Onset-based regression (JIT-MFCC example)

I also delayed this by 512 samples, so it would be “in time”. Are you saying to massage those numbers further? (so the analysis window would be x number of samples after the onset is detected?)

Do you mean for the descriptor/stats? Aren’t these numbers > -1/1, so they would just show up as black blocks in any DAW? Or do you just mean to see when things temporally line up?

I did this for the onset descriptors stuff, though not exactly sure what that would do in terms of picking what kinds of descriptors/mfccs/stats to chose.

yes. I found that for my bd/sn/hh pedagogical example, it made a huge difference on the false trigger of the bd as a snare.

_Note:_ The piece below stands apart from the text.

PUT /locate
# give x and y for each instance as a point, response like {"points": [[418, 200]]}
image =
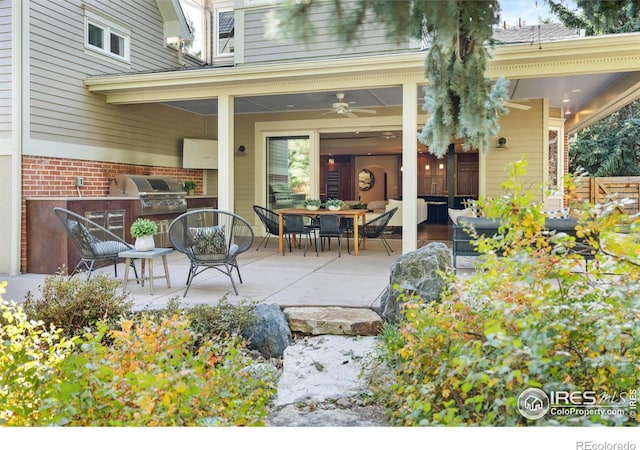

I meant for the audio you send to the analysis chain (the 256 or 512 samples of the ring buffer)

1 Like

Results were not good with this. I tried further delaying the analysis by 64/128 samps, at both 256 and 512 numframes (so things like delay 320 320) and in none of the tests did this work any better, and generally performed worse.

In testing some more permutations, however, I did get the (second) best results using a 512 analysis window, and a 5k bump in the preprocessing. I guess the pickup is most sensitive in that region, so it would follow that it would also see the most amount of differentiation (like how we can see more shades of green or whatever).

I also did some casual testing of lower amounts of training hits (ca. 5) and that still seemed to work ok. I didn’t try to see how generalisable it was though. I was just doing this while testing all the variations/permutations.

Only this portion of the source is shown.